Design: Retrospective cost–savings analysis; and a one-way sensitivity analysis performed to test the robustness of findings in net savings.
Participants and setting: Records of all patients managed by means of teleoncology at the Townsville Cancer Centre (TCC) and its six rural satellite centres in northern Queensland, Australia between 1 March 2007 and 30 November 2011.
Main outcome measures: Costs for set-up and staffing to manage the service, and savings from avoidance of travel expenses for specialist oncologists, patients and their escorts, and for aeromedical retrievals.

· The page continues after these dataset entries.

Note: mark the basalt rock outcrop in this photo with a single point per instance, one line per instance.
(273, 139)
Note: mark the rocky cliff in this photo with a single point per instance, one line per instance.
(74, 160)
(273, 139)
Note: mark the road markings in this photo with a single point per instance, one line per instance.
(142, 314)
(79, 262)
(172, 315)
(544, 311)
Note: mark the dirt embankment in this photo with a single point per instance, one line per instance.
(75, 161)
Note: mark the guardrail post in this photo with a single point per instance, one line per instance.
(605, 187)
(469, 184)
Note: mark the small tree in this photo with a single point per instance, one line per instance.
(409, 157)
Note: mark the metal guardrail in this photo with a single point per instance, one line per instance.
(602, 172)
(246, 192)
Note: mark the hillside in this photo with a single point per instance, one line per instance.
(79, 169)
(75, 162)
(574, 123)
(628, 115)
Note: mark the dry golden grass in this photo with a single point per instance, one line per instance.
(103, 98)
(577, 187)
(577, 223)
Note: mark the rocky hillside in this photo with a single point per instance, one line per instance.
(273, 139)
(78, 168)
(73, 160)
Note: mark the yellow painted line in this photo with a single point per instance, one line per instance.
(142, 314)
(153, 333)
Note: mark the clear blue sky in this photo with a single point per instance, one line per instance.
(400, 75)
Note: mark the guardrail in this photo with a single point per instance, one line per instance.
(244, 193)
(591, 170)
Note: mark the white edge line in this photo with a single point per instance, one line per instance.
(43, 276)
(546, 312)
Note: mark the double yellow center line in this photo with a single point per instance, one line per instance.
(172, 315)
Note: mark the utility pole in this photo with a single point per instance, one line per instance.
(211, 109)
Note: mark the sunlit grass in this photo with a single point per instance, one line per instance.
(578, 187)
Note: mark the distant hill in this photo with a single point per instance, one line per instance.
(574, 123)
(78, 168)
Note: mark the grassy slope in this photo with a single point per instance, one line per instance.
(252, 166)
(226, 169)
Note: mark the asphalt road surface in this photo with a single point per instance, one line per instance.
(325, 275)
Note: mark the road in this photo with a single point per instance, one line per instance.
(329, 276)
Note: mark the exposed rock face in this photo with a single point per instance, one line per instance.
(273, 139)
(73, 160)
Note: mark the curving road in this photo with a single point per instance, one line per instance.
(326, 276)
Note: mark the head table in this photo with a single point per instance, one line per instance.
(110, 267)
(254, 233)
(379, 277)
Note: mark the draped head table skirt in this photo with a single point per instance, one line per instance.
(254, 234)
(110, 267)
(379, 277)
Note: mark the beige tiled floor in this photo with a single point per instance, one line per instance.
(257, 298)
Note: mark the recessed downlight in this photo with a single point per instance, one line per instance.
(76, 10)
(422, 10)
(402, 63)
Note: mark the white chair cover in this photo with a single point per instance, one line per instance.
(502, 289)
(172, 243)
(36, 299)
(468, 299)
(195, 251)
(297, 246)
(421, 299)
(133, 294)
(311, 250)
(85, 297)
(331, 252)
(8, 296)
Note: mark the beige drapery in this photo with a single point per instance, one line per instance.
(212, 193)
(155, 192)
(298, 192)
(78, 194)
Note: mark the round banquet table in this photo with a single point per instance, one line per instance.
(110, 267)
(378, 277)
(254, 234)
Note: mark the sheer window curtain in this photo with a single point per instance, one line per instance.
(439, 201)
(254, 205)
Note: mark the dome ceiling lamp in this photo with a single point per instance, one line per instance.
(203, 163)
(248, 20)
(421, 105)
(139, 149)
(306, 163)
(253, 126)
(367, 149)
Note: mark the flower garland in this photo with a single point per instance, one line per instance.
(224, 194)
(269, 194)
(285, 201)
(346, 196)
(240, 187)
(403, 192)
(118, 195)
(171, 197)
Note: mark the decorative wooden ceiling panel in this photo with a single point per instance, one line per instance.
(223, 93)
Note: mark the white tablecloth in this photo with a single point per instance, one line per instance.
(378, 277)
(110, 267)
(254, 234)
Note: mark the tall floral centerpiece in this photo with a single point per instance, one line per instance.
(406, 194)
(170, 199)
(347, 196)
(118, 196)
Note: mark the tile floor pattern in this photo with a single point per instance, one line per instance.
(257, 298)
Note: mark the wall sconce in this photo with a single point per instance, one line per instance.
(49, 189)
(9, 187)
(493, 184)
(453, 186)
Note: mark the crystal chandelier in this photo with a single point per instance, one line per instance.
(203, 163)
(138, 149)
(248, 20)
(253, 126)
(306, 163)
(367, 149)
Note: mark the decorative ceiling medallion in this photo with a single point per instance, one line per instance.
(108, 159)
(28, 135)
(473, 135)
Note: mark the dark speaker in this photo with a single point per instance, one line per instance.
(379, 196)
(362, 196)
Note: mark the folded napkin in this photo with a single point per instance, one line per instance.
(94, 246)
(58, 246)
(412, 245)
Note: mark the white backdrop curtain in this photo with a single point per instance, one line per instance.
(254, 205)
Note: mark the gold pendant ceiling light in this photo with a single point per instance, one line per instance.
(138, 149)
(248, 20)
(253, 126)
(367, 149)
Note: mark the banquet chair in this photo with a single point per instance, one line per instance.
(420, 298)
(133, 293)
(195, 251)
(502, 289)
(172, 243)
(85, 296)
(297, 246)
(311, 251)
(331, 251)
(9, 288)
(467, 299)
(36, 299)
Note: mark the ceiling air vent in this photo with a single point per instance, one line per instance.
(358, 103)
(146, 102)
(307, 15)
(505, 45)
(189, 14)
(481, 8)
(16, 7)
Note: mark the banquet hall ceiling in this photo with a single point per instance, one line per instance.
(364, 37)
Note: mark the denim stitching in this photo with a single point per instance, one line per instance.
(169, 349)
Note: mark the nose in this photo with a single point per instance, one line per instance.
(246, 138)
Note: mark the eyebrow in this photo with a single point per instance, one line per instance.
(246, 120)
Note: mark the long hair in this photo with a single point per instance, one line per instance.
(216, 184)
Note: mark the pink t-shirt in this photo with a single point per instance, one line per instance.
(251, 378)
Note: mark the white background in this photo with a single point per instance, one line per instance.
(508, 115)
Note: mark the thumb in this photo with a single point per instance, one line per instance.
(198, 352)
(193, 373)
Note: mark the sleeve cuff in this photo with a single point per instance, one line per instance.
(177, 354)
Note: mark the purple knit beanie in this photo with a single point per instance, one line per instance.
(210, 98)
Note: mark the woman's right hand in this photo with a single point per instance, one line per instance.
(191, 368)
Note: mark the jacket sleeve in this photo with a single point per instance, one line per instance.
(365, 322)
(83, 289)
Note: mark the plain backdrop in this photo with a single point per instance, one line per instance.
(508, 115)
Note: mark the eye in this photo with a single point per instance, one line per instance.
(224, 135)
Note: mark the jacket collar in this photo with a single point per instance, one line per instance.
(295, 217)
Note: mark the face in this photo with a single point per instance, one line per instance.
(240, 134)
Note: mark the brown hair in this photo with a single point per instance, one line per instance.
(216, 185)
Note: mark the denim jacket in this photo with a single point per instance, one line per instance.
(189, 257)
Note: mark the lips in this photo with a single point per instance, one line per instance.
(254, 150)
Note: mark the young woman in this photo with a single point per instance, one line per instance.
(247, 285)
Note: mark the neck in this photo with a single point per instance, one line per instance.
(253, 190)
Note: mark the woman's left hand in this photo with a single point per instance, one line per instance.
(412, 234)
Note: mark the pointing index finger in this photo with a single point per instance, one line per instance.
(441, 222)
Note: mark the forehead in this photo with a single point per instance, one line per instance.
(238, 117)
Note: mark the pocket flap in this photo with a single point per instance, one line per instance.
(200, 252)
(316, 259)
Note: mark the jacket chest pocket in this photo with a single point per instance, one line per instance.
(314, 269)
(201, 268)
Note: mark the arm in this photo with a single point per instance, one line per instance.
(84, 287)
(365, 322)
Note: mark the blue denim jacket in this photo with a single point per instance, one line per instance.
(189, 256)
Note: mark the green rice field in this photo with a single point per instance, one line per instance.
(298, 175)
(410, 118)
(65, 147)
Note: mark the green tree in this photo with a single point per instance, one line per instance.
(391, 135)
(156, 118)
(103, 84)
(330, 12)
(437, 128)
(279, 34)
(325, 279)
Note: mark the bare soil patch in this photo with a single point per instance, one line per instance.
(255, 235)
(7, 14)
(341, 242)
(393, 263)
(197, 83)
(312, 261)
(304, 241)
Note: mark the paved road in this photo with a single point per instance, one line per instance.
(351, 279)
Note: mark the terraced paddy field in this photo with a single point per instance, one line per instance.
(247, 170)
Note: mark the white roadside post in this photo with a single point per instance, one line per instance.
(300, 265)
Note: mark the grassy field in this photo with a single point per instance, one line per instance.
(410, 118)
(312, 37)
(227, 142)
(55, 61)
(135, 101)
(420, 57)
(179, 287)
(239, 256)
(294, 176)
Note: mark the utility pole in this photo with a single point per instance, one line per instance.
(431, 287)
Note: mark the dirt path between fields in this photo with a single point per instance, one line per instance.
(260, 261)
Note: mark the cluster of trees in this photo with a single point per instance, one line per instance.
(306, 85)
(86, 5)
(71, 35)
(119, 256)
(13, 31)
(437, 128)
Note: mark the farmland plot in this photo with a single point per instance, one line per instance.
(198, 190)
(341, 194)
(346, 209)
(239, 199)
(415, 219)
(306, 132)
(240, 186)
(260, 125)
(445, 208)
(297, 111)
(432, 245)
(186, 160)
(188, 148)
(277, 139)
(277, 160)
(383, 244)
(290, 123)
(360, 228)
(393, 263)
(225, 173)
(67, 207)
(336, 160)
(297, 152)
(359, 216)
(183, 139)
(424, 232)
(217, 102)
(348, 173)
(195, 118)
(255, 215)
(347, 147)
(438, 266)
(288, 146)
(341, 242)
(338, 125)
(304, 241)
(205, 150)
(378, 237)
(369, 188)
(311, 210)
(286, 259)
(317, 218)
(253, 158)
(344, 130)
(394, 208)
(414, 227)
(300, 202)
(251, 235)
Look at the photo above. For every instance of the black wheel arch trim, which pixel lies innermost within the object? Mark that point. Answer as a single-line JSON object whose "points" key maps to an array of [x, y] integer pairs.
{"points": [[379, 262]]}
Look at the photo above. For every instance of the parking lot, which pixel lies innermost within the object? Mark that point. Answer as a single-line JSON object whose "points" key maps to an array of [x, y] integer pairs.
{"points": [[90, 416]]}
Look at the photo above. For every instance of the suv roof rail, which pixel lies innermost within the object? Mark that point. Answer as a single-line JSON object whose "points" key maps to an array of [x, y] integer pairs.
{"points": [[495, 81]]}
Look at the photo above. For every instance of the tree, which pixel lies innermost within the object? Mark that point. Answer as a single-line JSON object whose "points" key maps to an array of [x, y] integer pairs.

Results: There were 605 teleoncology consultations with 147 patients over 56 months, at a total cost of $442 276. The cost for project establishment was $36 000, equipment/maintenance was $143 271, and staff was $261 520. The estimated travel expense avoided was $762 394; this figure included the costs of travel for patients and escorts of $658 760, aeromedical retrievals of $52 400 and travel for specialists of $47 634, as well as an estimate of accommodation costs for a proportion of patients of $3600. This resulted in a net saving of $320 118. Costs would have to increase by 72% to negate the savings.
Conclusion: The teleoncology model of care at the TCC resulted in net savings, mainly due to avoidance of travel costs. Such savings could be redirected to enhancing rural resources and service capabilities. This teleoncology model is applicable to geographically distant areas requiring lengthy travel.